Vladimir Putin, Russia's president, has said that he will accept the position of prime minister if Dmitry Medvedev is elected as his successor next year.
At the same meeting where the outgoing president made the remarks on Monday, Medevedev, who was nominated by Putin, was confirmed as the United Russia party's candidate for the March 2 poll.
Putin is barred by the constitution from standing for a third consecutive term but has said that he wants to maintain a leadership role.
"If Russian citizens express their confidence in Dmitry Medvedev and elect him as the country's president, I will be ready to head the government," he said.
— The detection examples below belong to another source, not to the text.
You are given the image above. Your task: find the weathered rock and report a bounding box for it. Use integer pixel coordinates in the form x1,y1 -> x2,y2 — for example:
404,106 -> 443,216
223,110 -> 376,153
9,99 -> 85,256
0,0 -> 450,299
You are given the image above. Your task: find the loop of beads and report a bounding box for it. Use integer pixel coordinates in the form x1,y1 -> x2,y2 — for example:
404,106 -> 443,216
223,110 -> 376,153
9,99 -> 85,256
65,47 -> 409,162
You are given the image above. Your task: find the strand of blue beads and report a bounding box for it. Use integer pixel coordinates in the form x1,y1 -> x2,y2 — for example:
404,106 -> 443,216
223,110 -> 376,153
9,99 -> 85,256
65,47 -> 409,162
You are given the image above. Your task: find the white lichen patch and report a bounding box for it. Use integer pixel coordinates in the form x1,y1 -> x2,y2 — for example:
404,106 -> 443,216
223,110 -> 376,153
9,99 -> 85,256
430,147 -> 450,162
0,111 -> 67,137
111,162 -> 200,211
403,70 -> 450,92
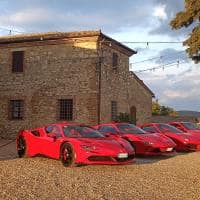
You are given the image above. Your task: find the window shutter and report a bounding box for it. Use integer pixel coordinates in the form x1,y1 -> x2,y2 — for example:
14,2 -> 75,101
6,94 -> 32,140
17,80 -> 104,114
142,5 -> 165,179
12,51 -> 24,72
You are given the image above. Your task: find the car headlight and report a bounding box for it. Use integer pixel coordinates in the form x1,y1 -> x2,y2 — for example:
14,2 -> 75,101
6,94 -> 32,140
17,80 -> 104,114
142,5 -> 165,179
81,145 -> 96,151
143,141 -> 153,146
184,138 -> 189,143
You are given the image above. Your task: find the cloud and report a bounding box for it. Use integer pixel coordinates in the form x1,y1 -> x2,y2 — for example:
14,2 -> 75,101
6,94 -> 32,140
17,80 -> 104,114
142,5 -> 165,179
0,0 -> 157,33
149,0 -> 195,40
138,64 -> 200,111
156,48 -> 189,64
153,5 -> 167,20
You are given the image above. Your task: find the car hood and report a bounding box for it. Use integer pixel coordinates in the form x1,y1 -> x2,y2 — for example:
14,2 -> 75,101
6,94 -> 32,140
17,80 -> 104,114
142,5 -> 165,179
123,133 -> 174,144
72,138 -> 134,153
166,132 -> 200,143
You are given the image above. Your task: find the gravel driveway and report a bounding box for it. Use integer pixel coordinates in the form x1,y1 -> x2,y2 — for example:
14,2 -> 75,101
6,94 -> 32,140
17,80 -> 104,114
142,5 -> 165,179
0,140 -> 200,200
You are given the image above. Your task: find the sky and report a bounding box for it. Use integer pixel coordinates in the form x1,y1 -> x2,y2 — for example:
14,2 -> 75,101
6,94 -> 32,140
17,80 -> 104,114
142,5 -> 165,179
0,0 -> 200,111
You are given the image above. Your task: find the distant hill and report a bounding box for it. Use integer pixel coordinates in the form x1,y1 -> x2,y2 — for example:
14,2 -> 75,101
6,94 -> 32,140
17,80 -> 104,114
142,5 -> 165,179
177,110 -> 200,117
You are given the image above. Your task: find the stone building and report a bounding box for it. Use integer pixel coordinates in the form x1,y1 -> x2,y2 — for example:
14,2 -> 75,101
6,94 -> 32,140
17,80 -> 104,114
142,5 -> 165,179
0,31 -> 153,138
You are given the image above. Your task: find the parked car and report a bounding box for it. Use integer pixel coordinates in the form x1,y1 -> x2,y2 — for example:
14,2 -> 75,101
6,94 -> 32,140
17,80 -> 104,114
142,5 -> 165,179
16,123 -> 135,166
95,123 -> 176,155
142,123 -> 200,151
169,122 -> 200,136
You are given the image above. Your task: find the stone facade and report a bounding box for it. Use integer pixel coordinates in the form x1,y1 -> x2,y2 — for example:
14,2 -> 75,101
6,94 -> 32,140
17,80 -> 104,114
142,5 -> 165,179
0,31 -> 152,138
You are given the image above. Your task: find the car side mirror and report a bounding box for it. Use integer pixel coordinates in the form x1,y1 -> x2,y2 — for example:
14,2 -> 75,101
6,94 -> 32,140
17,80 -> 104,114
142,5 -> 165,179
47,133 -> 56,142
104,132 -> 120,138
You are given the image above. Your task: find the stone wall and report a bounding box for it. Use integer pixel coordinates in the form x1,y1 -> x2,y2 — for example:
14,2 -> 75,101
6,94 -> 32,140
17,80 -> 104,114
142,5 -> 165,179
0,37 -> 98,138
0,33 -> 152,138
101,45 -> 152,124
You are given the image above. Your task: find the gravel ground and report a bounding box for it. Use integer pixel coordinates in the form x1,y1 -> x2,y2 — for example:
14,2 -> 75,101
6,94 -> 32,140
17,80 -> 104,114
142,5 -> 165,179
0,141 -> 200,200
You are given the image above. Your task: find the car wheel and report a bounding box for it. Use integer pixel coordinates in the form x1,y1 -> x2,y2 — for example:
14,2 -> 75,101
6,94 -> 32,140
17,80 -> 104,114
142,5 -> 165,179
60,143 -> 75,167
17,137 -> 27,158
128,141 -> 137,154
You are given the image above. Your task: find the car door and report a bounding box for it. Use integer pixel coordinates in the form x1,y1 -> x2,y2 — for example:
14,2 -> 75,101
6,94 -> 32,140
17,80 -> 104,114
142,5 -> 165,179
42,125 -> 62,159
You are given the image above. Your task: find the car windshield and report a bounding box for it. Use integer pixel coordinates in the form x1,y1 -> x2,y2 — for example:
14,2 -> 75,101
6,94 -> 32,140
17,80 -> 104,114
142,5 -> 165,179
117,124 -> 146,134
158,124 -> 183,134
182,122 -> 200,130
63,125 -> 104,138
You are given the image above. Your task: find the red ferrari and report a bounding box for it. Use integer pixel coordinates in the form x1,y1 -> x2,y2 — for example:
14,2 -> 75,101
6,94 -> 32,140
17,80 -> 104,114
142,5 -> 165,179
169,122 -> 200,136
16,123 -> 135,166
142,123 -> 200,151
94,123 -> 176,155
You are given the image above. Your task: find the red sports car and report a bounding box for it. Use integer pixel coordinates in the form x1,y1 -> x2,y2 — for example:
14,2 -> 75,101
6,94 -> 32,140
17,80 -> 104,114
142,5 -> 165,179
142,123 -> 200,151
16,123 -> 135,166
169,122 -> 200,136
94,123 -> 176,155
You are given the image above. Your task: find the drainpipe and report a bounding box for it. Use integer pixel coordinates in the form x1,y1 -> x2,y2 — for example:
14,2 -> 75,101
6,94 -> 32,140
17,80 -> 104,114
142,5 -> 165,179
97,36 -> 103,124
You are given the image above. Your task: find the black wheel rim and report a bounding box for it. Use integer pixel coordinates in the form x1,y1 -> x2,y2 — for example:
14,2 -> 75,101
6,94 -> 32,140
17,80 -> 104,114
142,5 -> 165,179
62,147 -> 73,166
18,138 -> 26,158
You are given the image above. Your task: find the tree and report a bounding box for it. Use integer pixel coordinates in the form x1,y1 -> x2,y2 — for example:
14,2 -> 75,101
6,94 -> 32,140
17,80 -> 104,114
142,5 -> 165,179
170,0 -> 200,63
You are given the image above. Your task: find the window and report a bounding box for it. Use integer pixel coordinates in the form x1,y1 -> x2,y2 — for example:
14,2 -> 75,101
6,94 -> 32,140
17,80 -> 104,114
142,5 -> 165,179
12,51 -> 24,72
45,125 -> 62,138
158,124 -> 182,133
111,101 -> 117,121
10,100 -> 24,119
59,99 -> 73,121
99,126 -> 118,134
112,53 -> 118,69
142,126 -> 158,133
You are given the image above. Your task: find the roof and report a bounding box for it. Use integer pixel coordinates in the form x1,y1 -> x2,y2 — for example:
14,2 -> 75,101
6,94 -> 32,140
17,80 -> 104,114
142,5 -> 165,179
0,30 -> 137,56
130,71 -> 155,97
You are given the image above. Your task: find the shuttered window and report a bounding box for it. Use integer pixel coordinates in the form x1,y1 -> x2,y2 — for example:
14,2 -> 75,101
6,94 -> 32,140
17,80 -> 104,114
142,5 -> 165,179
10,100 -> 24,120
59,99 -> 73,121
111,101 -> 117,121
112,53 -> 119,69
12,51 -> 24,72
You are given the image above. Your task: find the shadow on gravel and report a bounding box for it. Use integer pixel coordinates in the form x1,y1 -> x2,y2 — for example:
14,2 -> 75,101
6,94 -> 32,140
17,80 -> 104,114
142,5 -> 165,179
0,139 -> 18,161
135,152 -> 187,165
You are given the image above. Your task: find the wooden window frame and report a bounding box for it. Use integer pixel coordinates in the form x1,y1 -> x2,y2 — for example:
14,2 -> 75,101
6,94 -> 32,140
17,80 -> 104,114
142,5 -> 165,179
111,101 -> 117,121
58,98 -> 74,121
12,51 -> 24,73
112,53 -> 119,70
9,99 -> 24,120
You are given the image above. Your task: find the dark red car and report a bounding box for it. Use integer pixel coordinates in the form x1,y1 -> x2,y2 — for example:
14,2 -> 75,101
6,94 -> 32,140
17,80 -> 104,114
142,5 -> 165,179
141,123 -> 200,151
17,123 -> 135,166
169,122 -> 200,136
95,123 -> 176,155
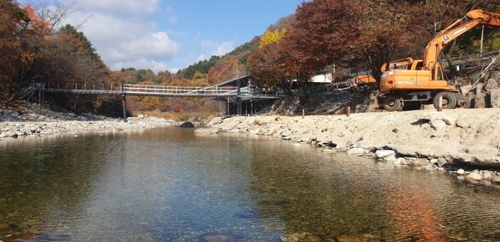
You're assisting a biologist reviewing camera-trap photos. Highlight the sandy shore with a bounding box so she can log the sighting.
[0,104,179,139]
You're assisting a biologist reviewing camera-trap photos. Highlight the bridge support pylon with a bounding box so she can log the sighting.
[122,79,127,123]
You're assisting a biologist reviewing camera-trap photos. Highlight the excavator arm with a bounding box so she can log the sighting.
[423,9,500,70]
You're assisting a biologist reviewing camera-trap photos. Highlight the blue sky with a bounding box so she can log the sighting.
[20,0,301,72]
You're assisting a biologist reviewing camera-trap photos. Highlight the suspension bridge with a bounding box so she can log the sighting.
[20,76,279,121]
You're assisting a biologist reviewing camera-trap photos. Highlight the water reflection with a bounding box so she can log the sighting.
[0,128,500,241]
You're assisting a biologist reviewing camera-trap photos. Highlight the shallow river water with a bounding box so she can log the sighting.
[0,127,500,241]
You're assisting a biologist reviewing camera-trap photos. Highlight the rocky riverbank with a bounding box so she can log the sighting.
[201,108,500,184]
[0,100,179,139]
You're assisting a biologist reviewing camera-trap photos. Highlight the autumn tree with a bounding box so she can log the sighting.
[0,0,30,102]
[248,14,295,95]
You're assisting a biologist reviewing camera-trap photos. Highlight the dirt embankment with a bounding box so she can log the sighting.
[199,108,500,168]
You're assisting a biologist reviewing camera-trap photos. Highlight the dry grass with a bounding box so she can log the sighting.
[131,110,216,121]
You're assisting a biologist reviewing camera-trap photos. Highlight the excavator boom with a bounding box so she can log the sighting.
[423,9,500,70]
[379,10,500,111]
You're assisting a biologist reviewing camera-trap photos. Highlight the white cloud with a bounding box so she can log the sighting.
[167,7,177,24]
[61,0,161,16]
[55,0,181,72]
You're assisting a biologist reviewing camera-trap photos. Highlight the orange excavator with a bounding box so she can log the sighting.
[379,10,500,111]
[354,57,413,85]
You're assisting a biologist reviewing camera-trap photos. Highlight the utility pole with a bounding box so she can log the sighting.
[479,25,484,53]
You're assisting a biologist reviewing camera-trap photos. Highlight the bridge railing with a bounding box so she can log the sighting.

"We shouldn't be ashamed or afraid of transferring the key powers of the country, the destiny of Russia to the hands of such a man," Putin said during a speech to a congress of United Russia party.
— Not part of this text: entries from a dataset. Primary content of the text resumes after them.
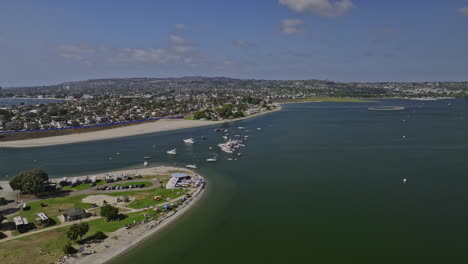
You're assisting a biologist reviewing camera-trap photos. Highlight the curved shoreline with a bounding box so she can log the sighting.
[0,105,281,148]
[70,175,206,264]
[367,106,405,111]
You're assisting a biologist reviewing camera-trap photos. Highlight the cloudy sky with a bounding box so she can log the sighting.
[0,0,468,87]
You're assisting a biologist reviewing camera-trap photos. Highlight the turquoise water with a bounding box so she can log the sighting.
[0,100,468,264]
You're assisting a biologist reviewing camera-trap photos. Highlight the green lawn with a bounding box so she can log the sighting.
[87,210,157,233]
[105,188,188,209]
[112,182,153,187]
[279,97,374,103]
[12,195,91,231]
[62,180,106,191]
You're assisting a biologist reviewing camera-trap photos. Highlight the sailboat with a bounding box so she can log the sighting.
[166,149,177,155]
[184,138,195,144]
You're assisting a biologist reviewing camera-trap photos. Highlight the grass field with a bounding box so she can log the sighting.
[112,182,153,187]
[10,195,91,231]
[109,188,188,209]
[0,210,157,264]
[62,180,106,191]
[278,97,374,103]
[87,210,157,233]
[0,229,67,264]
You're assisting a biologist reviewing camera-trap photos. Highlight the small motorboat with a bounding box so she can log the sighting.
[166,149,177,155]
[184,138,195,144]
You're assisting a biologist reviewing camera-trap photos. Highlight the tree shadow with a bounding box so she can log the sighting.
[0,208,19,216]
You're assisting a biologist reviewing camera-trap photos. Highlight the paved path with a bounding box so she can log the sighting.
[0,189,196,244]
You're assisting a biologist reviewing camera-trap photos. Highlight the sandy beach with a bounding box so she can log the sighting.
[66,172,205,264]
[0,166,205,264]
[0,106,281,148]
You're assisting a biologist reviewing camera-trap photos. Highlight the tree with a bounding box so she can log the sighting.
[63,243,77,255]
[216,104,234,118]
[101,204,119,221]
[93,231,107,240]
[10,169,49,195]
[67,223,89,241]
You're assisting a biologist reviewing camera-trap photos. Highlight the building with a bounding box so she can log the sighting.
[166,172,190,189]
[63,208,88,222]
[36,213,49,226]
[13,216,29,233]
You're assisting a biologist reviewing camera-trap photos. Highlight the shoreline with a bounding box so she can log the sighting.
[0,166,207,264]
[0,104,281,148]
[71,174,206,264]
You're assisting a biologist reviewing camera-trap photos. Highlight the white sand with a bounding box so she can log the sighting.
[0,106,281,148]
[81,195,117,206]
[67,175,205,264]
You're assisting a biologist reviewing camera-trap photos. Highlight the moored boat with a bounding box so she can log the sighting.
[166,149,177,155]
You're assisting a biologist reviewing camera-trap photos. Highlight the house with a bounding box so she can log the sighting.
[13,216,29,233]
[63,208,88,222]
[166,173,190,189]
[36,213,49,226]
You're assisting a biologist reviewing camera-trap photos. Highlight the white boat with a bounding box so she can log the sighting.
[184,138,195,144]
[166,149,177,155]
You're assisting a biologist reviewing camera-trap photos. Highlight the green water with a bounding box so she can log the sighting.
[0,100,468,264]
Delegates applauded as Putin entered the congress hall in Moscow with Medvedev, who is currently the chairman of state gas company Gazprom.
Distribution of power
In his brief speech, the current president said that if he became premier, he would not seek to change the distribution of power between the two positions.
The prime minister is a significantly less powerful figure than the president but by taking the position the enormously popular leader could continue to exert a great deal of influence.
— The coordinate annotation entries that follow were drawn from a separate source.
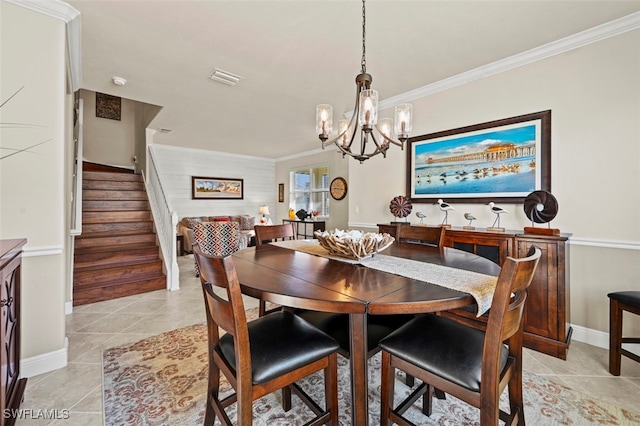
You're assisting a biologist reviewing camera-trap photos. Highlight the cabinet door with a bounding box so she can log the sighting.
[517,240,559,340]
[444,229,513,265]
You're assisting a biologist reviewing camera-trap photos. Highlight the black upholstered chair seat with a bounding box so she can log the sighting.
[220,311,338,384]
[296,310,413,356]
[607,291,640,308]
[380,314,508,392]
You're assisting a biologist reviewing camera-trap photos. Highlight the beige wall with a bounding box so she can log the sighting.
[80,89,136,168]
[0,2,71,364]
[349,30,640,337]
[273,151,351,233]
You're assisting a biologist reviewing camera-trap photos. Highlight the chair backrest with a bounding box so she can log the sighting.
[396,225,445,247]
[193,244,251,358]
[481,246,542,380]
[253,223,296,248]
[193,221,240,256]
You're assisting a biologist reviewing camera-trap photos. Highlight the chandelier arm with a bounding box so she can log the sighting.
[375,124,404,149]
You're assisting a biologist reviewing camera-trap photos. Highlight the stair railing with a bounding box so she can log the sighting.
[142,145,180,290]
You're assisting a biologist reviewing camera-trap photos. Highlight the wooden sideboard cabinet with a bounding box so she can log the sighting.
[378,224,572,359]
[0,239,27,426]
[282,219,325,240]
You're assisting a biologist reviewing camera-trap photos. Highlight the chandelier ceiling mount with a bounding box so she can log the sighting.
[316,0,413,163]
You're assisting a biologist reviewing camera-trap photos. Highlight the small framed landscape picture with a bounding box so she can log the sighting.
[191,176,244,200]
[278,183,284,203]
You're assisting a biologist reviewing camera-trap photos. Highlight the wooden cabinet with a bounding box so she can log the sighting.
[0,239,27,426]
[282,219,325,240]
[378,224,572,359]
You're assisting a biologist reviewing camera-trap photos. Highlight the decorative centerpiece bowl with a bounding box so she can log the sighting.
[313,229,395,260]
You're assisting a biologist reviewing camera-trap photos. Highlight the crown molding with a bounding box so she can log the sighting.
[379,12,640,109]
[4,0,80,23]
[4,0,82,92]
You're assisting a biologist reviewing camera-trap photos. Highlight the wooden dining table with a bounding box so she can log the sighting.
[233,243,500,426]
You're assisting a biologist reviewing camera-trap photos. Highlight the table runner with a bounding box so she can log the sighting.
[271,240,498,316]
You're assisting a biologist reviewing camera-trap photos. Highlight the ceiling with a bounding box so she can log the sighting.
[67,0,640,158]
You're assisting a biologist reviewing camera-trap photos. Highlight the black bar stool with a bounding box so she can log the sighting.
[607,291,640,376]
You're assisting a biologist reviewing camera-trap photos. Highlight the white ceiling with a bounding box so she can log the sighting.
[67,0,640,158]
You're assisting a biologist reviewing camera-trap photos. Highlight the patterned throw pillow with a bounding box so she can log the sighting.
[193,221,240,276]
[240,216,256,231]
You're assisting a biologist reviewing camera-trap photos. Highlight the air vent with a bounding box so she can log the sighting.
[209,68,242,86]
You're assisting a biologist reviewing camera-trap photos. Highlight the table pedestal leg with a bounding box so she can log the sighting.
[349,314,369,426]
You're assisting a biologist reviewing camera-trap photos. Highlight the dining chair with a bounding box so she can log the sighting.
[380,247,541,426]
[296,225,444,386]
[396,225,445,247]
[607,291,640,376]
[193,245,339,426]
[193,221,240,277]
[253,223,297,316]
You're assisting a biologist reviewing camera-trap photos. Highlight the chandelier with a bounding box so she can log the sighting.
[316,0,413,163]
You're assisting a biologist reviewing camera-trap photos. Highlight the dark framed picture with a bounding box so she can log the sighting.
[407,110,551,203]
[96,92,122,120]
[191,176,244,200]
[278,183,284,203]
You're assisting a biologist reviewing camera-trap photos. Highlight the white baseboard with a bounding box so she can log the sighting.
[569,325,640,356]
[20,337,69,377]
Fred Weir, a journalist for the Christian Science Monitor newspaper, told Al Jazeera from Moscow that the announcement would leave Russia with a weak, inexperienced president and a strong, hyper-popular prime minister.
"It doesn't seem to me that it is a stable arrangement in the long term, but in the short term they obviously have it worked out and are absolutely confident in presenting it to the public," he said.
"The immense power that Putin wields and the moral force that he has as the leader of United Russia, now is bound to play a huge role in the future."
'Moral authority'
Putin headed the list of candidates for United Russia in parliamentary elections on December 2.
The party won an overwhelming majority of seats in the Duma, a victory that he had previously said would give him the "moral authority" to ensure that his policies are continued.
Russian media reported on Monday that Putin appears to be ready to do all he can to ensure Medevedev's election.
The Vedomosti newspaper reported that Sergei Sobyanin, the Kremlin chief of staff, and, Vladislav Surkov, one of the Kremlin's main political strategists, would head Medvedev's campaign.
"For the first time a presidential candidate's campaign staff will be headed by the Kremlin chief of staff," it wrote.
Opposition attack
Meanwhile, the Union of Right Forces (SPS) party has nominated a presidential candidate who denounced Putin's "corrupt state capitalism" and called for a European Russia built on the rule of law.
However, Boris Nemtsov, a former deputy prime minister during the 1990s, has little chance of beating Medvedev next March.
He said that by running for president, he would defy the Kremlin's grip on the media and try to tell Russians what was really happening in their country.
"We have a completely different view of the country's development from that of Putin and Medvedev - they want to lead Russia along the course set by Hugo Chavez," Nemtsov said.
"They [Putin and Medvedev] aim to build this kind of corrupt state capitalism, with an all mighty bureaucracy, with complete lawlessness in courts."